Zamierzali kupić zboże krajowe, a sprzedano im pszenicę techniczną z Ukrainy
Prokuratura Okręgowa w Zamościu wszczęła śledztwo w sprawie oszustwa przy zakupie 1025 ton zboża za ponad 1,5 mln zł. Kupcy nie wiedzieli, że zamiast zboża krajowego sprzedano im pszenicę techniczną z Ukrainy.
Rzeczniczka Prokuratury Okręgowej w Zamościu prok. Anna Rębacz potwierdziła, że śledztwo prowadzone jest w sprawie oszustwa polegającego na doprowadzeniu trzech dużych podmiotów z branży zbożowej do niekorzystnego rozporządzenia mieniem wielkiej wartości w wysokości 1 mln 537 tys. zł.
Jak podała prokurator, osoby zajmujące się skupem zboża w imieniu tychże spółek zostały wprowadzone w błąd co do kraju jego pochodzenia. Osoby uważały, że kupują zboże krajowe, tymczasem sprzedano im pszenicę techniczną z Ukrainy.
Prokurator wyjaśniła, że od września do listopada 2022 r. na terenie powiatu hrubieszowskiego przeprowadzono kilka takich transakcji, w ramach których spółki zakupiły ponad 1025 ton zboża. Jak wyjaśniła, śledztwo zostało wszczęte po zawiadomieniu Wojewódzkiego Inspektoratu Jakości Handlowej Artykułów Rolno-Spożywczych w Lublinie. Zastrzegła, że dla dobra pokrzywdzonych prokuratura nie ujawnia nazw spółek.
Zapytana o stan postępowania odpowiedziała, że zostało wszczęte pod koniec lutego br. i do tej pory nikomu nie postawiono zarzutów. – Przesłuchiwani są świadkowie, gromadzona jest dokumentacja – wymieniła prokurator.
Sprawcy oszustwa, który doprowadził do niekorzystnego rozporządzenia mieniem wielkiej wartości grozi od roku do 10 lat pozbawienia wolności.
We wtorek „Rzeczpospolita" podała, że prokuratura wszczęła śledztwo o oszustwo w związku ze sprzedażą zboża technicznego z Ukrainy jako polskie zboże spożywcze największym producentom mąki w kraju.
Jak napisała gazeta, ukraińskie zboże wjechało do Polski jako techniczne, więc przeznaczone do spalenia lub na pellet.
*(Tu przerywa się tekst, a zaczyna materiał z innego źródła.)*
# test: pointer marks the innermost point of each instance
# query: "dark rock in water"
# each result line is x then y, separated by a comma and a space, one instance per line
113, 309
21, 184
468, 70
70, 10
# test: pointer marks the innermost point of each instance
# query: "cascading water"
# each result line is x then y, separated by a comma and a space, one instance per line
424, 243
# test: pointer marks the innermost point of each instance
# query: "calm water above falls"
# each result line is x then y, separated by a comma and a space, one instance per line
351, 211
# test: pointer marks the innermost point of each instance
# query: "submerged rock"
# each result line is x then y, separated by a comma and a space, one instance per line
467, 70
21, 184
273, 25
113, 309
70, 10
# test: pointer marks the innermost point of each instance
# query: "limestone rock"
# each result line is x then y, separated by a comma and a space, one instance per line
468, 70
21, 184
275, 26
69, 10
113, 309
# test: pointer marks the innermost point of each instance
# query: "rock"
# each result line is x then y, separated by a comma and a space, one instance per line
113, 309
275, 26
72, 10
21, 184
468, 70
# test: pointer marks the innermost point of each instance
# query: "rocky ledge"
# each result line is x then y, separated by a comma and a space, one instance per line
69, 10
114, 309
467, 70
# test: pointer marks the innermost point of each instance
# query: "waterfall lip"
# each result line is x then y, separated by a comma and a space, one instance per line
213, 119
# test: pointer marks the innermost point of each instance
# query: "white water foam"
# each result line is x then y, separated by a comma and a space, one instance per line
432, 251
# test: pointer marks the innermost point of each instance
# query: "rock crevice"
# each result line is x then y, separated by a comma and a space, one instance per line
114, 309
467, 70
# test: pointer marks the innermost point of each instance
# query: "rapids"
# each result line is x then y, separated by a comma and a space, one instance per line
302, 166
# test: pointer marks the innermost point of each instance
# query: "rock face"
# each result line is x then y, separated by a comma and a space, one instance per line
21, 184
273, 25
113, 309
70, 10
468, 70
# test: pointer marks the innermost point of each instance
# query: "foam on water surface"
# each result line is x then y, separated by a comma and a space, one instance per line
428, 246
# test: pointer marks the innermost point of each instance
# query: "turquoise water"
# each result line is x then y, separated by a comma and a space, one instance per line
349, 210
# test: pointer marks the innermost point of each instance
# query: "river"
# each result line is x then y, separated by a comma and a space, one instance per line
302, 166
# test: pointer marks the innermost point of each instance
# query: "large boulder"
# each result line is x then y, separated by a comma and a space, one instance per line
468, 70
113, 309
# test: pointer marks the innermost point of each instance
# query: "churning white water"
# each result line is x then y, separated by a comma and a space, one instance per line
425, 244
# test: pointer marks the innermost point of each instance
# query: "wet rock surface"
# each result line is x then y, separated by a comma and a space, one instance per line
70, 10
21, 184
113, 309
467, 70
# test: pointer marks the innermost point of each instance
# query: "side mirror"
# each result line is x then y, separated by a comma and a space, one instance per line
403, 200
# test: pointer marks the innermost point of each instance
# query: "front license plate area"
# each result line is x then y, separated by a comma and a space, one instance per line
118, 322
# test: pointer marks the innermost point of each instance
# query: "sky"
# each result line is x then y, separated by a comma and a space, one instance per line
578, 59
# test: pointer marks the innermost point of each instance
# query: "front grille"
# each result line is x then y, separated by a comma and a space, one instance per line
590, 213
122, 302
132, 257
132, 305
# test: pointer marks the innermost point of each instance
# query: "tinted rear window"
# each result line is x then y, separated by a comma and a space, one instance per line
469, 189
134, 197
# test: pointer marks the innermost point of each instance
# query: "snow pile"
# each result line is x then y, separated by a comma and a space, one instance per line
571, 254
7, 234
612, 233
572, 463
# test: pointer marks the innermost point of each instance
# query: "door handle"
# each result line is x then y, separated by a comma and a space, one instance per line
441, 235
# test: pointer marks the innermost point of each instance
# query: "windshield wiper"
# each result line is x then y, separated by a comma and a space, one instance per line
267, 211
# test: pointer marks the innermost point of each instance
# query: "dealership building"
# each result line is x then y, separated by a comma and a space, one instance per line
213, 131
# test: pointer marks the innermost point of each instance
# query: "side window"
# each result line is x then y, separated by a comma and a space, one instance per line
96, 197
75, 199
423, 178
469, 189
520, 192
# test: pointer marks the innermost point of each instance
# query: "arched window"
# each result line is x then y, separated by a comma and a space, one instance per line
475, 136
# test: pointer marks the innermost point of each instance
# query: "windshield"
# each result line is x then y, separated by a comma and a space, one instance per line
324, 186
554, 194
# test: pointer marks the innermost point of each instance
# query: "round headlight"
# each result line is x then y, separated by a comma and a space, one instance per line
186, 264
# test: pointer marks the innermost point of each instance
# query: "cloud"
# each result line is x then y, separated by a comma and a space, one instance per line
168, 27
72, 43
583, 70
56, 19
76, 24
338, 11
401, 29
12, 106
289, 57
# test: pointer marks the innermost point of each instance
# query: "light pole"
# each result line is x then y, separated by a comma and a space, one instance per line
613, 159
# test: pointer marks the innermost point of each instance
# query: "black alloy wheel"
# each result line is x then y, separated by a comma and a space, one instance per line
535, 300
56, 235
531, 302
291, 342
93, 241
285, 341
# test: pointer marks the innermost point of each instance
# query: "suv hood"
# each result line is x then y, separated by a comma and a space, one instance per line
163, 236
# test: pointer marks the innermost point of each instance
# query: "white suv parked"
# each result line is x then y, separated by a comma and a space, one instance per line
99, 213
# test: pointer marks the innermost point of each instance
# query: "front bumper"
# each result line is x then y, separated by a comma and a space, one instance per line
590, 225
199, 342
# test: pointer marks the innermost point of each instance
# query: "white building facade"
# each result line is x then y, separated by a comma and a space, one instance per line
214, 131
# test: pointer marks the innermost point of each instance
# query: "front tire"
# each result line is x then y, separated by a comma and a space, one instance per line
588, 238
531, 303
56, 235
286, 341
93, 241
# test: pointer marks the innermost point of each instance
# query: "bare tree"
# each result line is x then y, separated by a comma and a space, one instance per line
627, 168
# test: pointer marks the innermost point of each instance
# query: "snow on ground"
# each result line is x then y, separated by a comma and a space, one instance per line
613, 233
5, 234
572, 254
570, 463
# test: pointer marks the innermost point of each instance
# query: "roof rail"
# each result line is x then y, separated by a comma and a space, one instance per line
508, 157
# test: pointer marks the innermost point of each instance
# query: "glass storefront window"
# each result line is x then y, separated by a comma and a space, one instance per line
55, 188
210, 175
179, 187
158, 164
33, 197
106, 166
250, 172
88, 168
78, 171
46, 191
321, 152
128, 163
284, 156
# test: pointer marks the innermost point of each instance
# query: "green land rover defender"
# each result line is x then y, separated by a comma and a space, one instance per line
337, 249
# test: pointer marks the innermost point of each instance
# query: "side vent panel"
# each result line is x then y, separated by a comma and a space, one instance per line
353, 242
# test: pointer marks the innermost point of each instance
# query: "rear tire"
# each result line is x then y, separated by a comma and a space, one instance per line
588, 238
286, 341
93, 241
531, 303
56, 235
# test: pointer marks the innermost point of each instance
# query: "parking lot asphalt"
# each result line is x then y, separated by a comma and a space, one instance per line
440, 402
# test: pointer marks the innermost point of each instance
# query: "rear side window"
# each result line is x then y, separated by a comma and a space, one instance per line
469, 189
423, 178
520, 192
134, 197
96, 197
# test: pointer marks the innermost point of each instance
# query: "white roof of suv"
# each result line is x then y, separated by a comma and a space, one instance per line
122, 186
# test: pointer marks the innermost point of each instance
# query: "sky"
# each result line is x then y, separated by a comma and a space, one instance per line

Jedna z pokrzywdzonych firm - ustaliła „Rz" - użyła go do produkcji mąki.
Według gazety, to niejedyne takie śledztwo. „Po tym, gdy proceder zaczęli ujawniać rolnicy, państwowe inspekcje – sanitarna, handlowa, weterynaryjna i jakości handlowej – na wniosek wojewody lubelskiego zaczęły kontrolować importerów zbóż z Ukrainy. Wykryto, że jeden z nich 66 ton zboża technicznego sprzedał krajowym producentom pasz" – napisała „Rz".